Well, original Bloodstock was an indoor festival, taking place in Derby Assembly Rooms.
However, as the festival quickly grew, in 2005, Bloodstock also took place outside. As a way to differentiate between the two areas, one was named Bloodstock, and the other was called Bloodstock Open Air.
2006 was the last year that that the indoors festival took place.
Since 2007, the outdoors festival has been the only focus, although confusingly it has kept the original name of Bloodstock Open Air despite there no longer being a need to explain that it is an outdoors festival.
The bands
Bloodstock usually hosts more extreme metal bands, covering sub-genres like power metal, thrash metal, prog metal, symphonic metal and death metal.
The title for the band that has headlined Bloodstock the most is actually a 3-way tie at the moment with Nightwish, Children of Bodom and Megadeth all on 3 times each.
Below is a table showing the bands that have headlined more than once, and we can see there’s quite a few, but all of them have only headlined a few times.
Bloodstock does an incredible job or not boring their audience with the same headliners over and over, something that Download festival is certainly in danger of doing.
Band | Times headlines |
Nightwish | 3 |
Children of Bodom | 3 |
Megadeth | 3 |
Saxon | 2 |
Within Temptation | 2 |
Opeth | 2 |
Twister Sister | 2 |
Behemoth | 2 |
Lamb of God | 2 |
Slayer | 2 |
Judas Priest | 2 |
Controversy
The festival has been running for a long time and it’s almost impossible to not stir up any trouble in that time.
However, despite its reputation as a heavy Heavy Metal festival, Bloodstock has, for the most part, has stayed clean.
The festival has faced the usual complaints about a lack of water points and shading (Valid issues given the heat of this summer!), food prices being too high and the common issue this year of dreadful car parking organisation.

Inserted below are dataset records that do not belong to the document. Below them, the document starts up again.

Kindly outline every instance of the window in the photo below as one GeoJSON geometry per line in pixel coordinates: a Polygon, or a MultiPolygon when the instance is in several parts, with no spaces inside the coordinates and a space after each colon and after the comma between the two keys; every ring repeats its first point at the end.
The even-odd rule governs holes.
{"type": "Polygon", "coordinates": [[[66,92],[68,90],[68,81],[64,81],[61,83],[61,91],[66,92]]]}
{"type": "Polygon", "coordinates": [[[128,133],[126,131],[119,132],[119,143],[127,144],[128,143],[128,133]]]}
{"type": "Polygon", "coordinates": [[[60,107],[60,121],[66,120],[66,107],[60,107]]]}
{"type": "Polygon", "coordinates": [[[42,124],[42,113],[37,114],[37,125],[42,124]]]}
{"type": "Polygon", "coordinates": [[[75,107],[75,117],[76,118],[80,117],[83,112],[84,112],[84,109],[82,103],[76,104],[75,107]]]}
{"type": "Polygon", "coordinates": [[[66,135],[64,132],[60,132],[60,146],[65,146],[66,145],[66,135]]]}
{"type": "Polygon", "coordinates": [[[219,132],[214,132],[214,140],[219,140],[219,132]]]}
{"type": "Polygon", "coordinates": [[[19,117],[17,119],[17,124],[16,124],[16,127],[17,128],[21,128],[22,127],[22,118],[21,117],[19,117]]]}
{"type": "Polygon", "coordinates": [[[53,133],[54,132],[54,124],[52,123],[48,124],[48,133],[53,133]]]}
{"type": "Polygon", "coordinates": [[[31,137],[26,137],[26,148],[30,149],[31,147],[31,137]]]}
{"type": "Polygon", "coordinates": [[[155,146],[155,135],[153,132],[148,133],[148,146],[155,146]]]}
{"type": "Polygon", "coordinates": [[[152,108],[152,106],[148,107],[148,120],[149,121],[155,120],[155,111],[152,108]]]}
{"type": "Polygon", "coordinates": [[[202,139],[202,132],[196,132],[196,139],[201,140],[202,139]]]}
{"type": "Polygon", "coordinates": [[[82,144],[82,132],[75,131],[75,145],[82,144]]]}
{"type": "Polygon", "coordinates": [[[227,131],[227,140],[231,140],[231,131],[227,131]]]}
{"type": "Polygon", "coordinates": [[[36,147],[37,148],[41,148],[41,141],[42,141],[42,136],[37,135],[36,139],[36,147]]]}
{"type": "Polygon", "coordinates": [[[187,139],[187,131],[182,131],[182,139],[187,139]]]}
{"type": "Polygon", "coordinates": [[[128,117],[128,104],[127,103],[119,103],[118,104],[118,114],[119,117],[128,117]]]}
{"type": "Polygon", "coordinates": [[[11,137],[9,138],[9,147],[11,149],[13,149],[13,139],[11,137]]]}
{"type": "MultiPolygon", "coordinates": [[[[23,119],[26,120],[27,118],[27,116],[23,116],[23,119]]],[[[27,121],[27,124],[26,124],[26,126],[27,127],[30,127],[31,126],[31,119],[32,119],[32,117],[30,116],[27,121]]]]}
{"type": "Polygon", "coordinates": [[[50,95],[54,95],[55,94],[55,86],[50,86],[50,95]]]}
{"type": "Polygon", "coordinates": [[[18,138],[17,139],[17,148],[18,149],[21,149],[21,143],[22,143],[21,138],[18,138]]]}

These are generally minimal complains that all festivals face and should resolve, but they are not headline news.
In fact, the biggest controversy surrounding the festival arose from a single tweet back in 2021.
Bad Tweets
In 2021 the then-Director of the festival, Vicky Hungerford, made some very offensive and ignorant tweets about peoples use of preferred-pronouns.
Preferred-pronouns prefers is what people refer to when they explain how they would like to be referred to: he/him, she/her, they/them, it/its etc.
These started as a way for Trans people to explain their pronouns instead of being misgendered, which is a horrible experience. However the practice has been taken up by some Cis people as a way to normalise it and make Trans people feel less self-conscious about it.
Some people get very mad about this thing that doesn’t matter, and Vicky Hungerford was one of them.
In the now-deleted Tweet, she wrote “If you’re going to start putting pronouns on your emails so I can refer to you as he/him she or her I’m binning your emails.”
Obviously this was not met with rapturous applause from her following, and instead received a lot of backlash.
In response, she apologised, said she was happy to learn how to be a better ally and stepped back from Bloodstock.
However, ‘stepping back’ is a rather unclear phrase and it seems she just wasn’t being very public-facing for a while.
She seems to have taken back the role however, as she was interviewed at Bloodstock 2023 discussing the bands she booked. It seems that Vicky Hungerford has become the face of the festival again.
However, she also hasn’t made made headlines with any more hurtful comments recently, which is good.
Wrap Up
Bloodstock has been going for a long time and has always managed to stay true to its roots and being for the fans.
The festival continually delivers on new headliners and reviews of the festival are always very positive and they have no trouble selling tickets, with some day tickets for 2023 selling out!
Please note that this history has been written by me: I am someone who has always been interested in Bloodstock but never actually gone myself.
In my research for this blog post however, I found an extensive personal history of the festival written from the point of view of a fan who has been to the festival every year. It’s a great read and I highly recommend.
Maybe 2024 will be the year I finally head to BOA though. We’ll just have to wait and see.